Why should a home gardener consider growing a tomato with a one-hundred-year-old pedigree? Because doing so can help preserve our horticultural heritage.

Canada has already lost a vast array of once-popular plant specimens due, in part, to the introduction of patented hybrid plants and simple changes in plant preferences.

But the efforts of a few forward-thinking gardeners and farmers in the mid-1980s have saved innumerable varieties of distinctly Canadian garden plants from extinction.

Seeds of Diversity Canada (SoDC) is a nationwide organization devoted to the preservation of heirloom plants. Bob Wildfong, SoDC’s executive director based in Waterloo, Ontario, says, “We now have over 3,000 varieties that we are keeping alive through our directory and over 2,700 through our seed library.”

The Canadian seed companies are doing their work in preserving ten per cent of the most commercially successful heritage seeds, and people buy them from the companies online and at Seedy Saturdays.

A home gardener should consider heirloom plants for reasons beyond keeping history alive.

Wildfong says, “The variety of plants offered by commercial seed companies is based largely on how the global seed trade works.”

Most commercial seeds are grown on a large scale in Southeast Asia and South America, harvested mechanically, and sold through a wholesale seed network.

The varieties offered are not intended for optimum growth in Canadian growing conditions, and the home gardener may not value traits such as uniformity of size and ripening times, which are desirable for mass seed production, over superior flavour and nutrient content.

“There are no more garden-tomato breeders left in Canada,” says Wildfong.

“For budgetary reasons, all of the government and university breeding programs have been shut down. The last private program ended in 1995.” Most new tomato strains will come from breeding programs in California and Texas, however, in 2016, SoDC began their own breeding program.

Wildfong’s involvement with heritage seeds began in 1988 when he volunteered at a working recreation of an early 1900s village at Doon Heritage Crossroads in Waterloo County.

Offered the responsibility of finding authentic plants that would have been grown in a home garden of that time, Wildfong admits he had “no interest in gardening at all.” But as a new volunteer, he felt he couldn’t refuse.

The “historian in him” was soon fascinated with researching plants favoured by gardeners of the past and matching that information with what was available in modern seed catalogues.

Fortunately, Wildfong was introduced to the Heritage Seed Program. When it was formed in 1984, few people were familiar with the term “heritage seeds,” but a group of about two hundred farmers and gardeners across Canada recognized that a significant number of plants were no longer offered for sale in commercial seed catalogues.

They knew that some varieties had to be actively grown or they could disappear forever. By definition a heritage plant must be open-pollinated, meaning the seed will produce a plant identical to its parent and retain its characteristics year-to-year. Any specimen more than fifty years old is considered heritage, though some have lineages that date back hundreds of years.

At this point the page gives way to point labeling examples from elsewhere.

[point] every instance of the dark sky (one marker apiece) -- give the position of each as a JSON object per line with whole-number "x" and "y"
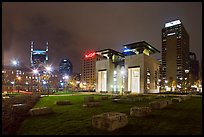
{"x": 73, "y": 29}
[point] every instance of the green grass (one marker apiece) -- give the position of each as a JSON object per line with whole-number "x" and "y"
{"x": 183, "y": 118}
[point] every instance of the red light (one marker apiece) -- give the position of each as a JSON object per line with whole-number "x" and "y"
{"x": 90, "y": 55}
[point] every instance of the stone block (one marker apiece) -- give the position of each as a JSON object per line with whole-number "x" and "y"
{"x": 176, "y": 100}
{"x": 169, "y": 102}
{"x": 63, "y": 102}
{"x": 140, "y": 111}
{"x": 88, "y": 99}
{"x": 185, "y": 97}
{"x": 109, "y": 121}
{"x": 158, "y": 104}
{"x": 91, "y": 104}
{"x": 19, "y": 108}
{"x": 104, "y": 97}
{"x": 40, "y": 111}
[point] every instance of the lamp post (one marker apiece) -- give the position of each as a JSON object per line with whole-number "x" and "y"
{"x": 66, "y": 77}
{"x": 15, "y": 63}
{"x": 186, "y": 78}
{"x": 48, "y": 71}
{"x": 35, "y": 72}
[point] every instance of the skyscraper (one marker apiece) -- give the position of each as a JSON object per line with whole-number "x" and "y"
{"x": 65, "y": 67}
{"x": 38, "y": 57}
{"x": 88, "y": 70}
{"x": 175, "y": 52}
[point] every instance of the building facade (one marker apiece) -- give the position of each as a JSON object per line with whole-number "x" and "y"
{"x": 65, "y": 67}
{"x": 193, "y": 68}
{"x": 88, "y": 71}
{"x": 38, "y": 57}
{"x": 175, "y": 53}
{"x": 133, "y": 71}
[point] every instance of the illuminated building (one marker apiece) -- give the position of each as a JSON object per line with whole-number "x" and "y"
{"x": 24, "y": 79}
{"x": 108, "y": 73}
{"x": 38, "y": 57}
{"x": 194, "y": 68}
{"x": 175, "y": 52}
{"x": 132, "y": 71}
{"x": 65, "y": 67}
{"x": 88, "y": 76}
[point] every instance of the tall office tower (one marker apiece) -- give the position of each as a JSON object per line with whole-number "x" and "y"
{"x": 38, "y": 57}
{"x": 193, "y": 68}
{"x": 88, "y": 70}
{"x": 65, "y": 67}
{"x": 175, "y": 52}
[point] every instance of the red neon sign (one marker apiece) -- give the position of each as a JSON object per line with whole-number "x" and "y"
{"x": 90, "y": 55}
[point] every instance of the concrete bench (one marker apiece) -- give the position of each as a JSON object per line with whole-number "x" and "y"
{"x": 19, "y": 107}
{"x": 185, "y": 97}
{"x": 88, "y": 99}
{"x": 140, "y": 111}
{"x": 158, "y": 104}
{"x": 176, "y": 100}
{"x": 169, "y": 102}
{"x": 40, "y": 111}
{"x": 104, "y": 97}
{"x": 63, "y": 102}
{"x": 109, "y": 121}
{"x": 91, "y": 104}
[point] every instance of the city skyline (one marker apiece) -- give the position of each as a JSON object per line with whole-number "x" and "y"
{"x": 74, "y": 29}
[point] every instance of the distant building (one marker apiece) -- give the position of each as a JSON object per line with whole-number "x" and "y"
{"x": 132, "y": 71}
{"x": 193, "y": 68}
{"x": 65, "y": 67}
{"x": 88, "y": 70}
{"x": 38, "y": 57}
{"x": 175, "y": 52}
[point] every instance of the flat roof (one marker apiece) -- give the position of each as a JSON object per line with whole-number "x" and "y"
{"x": 142, "y": 45}
{"x": 105, "y": 51}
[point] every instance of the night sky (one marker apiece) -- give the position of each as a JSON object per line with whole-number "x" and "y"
{"x": 73, "y": 29}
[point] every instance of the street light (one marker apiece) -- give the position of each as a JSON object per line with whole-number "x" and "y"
{"x": 123, "y": 78}
{"x": 66, "y": 77}
{"x": 186, "y": 71}
{"x": 15, "y": 64}
{"x": 36, "y": 72}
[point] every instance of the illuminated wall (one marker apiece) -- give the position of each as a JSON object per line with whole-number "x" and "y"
{"x": 102, "y": 81}
{"x": 134, "y": 79}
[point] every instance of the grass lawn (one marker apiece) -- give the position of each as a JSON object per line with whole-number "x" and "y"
{"x": 183, "y": 118}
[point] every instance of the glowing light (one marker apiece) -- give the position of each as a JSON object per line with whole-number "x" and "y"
{"x": 90, "y": 55}
{"x": 127, "y": 50}
{"x": 171, "y": 34}
{"x": 35, "y": 71}
{"x": 48, "y": 68}
{"x": 172, "y": 23}
{"x": 66, "y": 77}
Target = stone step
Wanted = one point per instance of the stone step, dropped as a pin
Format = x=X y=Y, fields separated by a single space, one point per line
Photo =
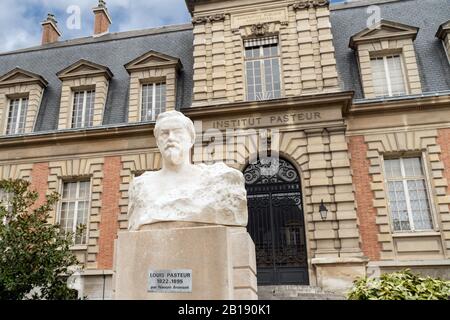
x=295 y=292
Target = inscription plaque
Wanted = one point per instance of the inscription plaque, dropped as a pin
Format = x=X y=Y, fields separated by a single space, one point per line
x=165 y=281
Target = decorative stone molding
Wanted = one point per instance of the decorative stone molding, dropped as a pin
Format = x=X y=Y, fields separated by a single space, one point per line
x=305 y=4
x=387 y=37
x=16 y=171
x=83 y=75
x=152 y=67
x=21 y=83
x=208 y=19
x=444 y=34
x=260 y=29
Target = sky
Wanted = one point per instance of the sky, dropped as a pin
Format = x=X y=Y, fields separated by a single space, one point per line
x=20 y=19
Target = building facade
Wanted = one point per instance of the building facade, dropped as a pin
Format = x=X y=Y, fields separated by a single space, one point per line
x=352 y=99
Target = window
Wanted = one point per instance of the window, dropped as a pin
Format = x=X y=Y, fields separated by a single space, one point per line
x=408 y=197
x=5 y=199
x=153 y=101
x=83 y=109
x=74 y=210
x=262 y=63
x=388 y=77
x=17 y=116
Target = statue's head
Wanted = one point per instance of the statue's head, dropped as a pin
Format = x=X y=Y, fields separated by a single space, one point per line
x=175 y=136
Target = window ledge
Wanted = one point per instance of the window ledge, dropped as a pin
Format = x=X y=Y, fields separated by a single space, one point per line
x=416 y=234
x=78 y=248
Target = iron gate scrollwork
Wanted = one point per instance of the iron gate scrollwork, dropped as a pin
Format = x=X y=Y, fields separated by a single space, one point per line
x=276 y=222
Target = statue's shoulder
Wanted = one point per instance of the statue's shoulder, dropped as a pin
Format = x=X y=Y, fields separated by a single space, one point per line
x=144 y=177
x=221 y=170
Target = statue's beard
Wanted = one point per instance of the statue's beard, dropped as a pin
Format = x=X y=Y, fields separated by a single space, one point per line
x=174 y=155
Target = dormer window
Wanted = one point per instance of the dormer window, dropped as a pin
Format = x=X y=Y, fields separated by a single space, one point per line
x=17 y=116
x=153 y=84
x=388 y=76
x=21 y=93
x=83 y=95
x=83 y=109
x=444 y=34
x=262 y=64
x=153 y=101
x=387 y=60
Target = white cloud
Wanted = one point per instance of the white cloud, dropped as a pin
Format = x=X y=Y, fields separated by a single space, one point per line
x=20 y=20
x=16 y=30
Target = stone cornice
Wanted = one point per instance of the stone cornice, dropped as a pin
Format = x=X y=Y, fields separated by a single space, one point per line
x=407 y=104
x=77 y=135
x=309 y=101
x=210 y=18
x=305 y=4
x=10 y=78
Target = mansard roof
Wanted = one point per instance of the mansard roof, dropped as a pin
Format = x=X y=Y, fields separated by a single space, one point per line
x=115 y=50
x=443 y=30
x=21 y=76
x=84 y=68
x=112 y=51
x=383 y=30
x=348 y=19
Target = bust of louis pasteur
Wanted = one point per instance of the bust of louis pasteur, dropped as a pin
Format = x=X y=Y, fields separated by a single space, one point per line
x=184 y=192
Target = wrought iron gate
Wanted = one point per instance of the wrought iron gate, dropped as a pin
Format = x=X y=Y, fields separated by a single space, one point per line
x=276 y=222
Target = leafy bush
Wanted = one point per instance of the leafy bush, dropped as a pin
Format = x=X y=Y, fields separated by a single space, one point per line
x=403 y=285
x=35 y=256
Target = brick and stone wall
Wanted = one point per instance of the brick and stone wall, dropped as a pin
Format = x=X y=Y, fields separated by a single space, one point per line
x=362 y=181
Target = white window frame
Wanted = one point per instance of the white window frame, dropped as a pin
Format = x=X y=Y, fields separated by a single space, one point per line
x=153 y=106
x=388 y=75
x=6 y=197
x=407 y=197
x=83 y=112
x=74 y=227
x=19 y=112
x=261 y=60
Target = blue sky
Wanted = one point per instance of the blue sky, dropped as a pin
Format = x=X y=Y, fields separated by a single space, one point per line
x=20 y=20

Knowing that home gardeners may still be growing a cross-section of these plants independently, the Heritage Seed Program created its own version of a seed catalogue and developed the concept of a seed exchange.

Begun as a grassroots, collaborative endeavor, the program had no central inventory, relying instead on the interchange between members for the sharing of information and seed distribution.

From this simple start, Seeds of Diversity emerged as a non-profit organization with the purpose of ensuring seeds are distributed to growers who will keep heirloom plants alive. Only about one-quarter of SoDC’s catalogued array of seeds is available commercially.

Each August, seed collectors inform SoDC of the seed varieties they have available — mostly vegetables, but also grains, flowers, herbs, and a few special shrubs and trees. In January, SoDC sends an invitation to log into the online catalogue to its members.

Requests for seeds are made directly between members for the cost of packaging and postage, from two to four dollars per selection. Information on how to become a member is available on their website.

Generations of growth and adaptation in Canada’s climate will create a plant far superior to any new variety bred elsewhere for our growing conditions. This is only one of many reasons to conserve these living artifacts of our heritage.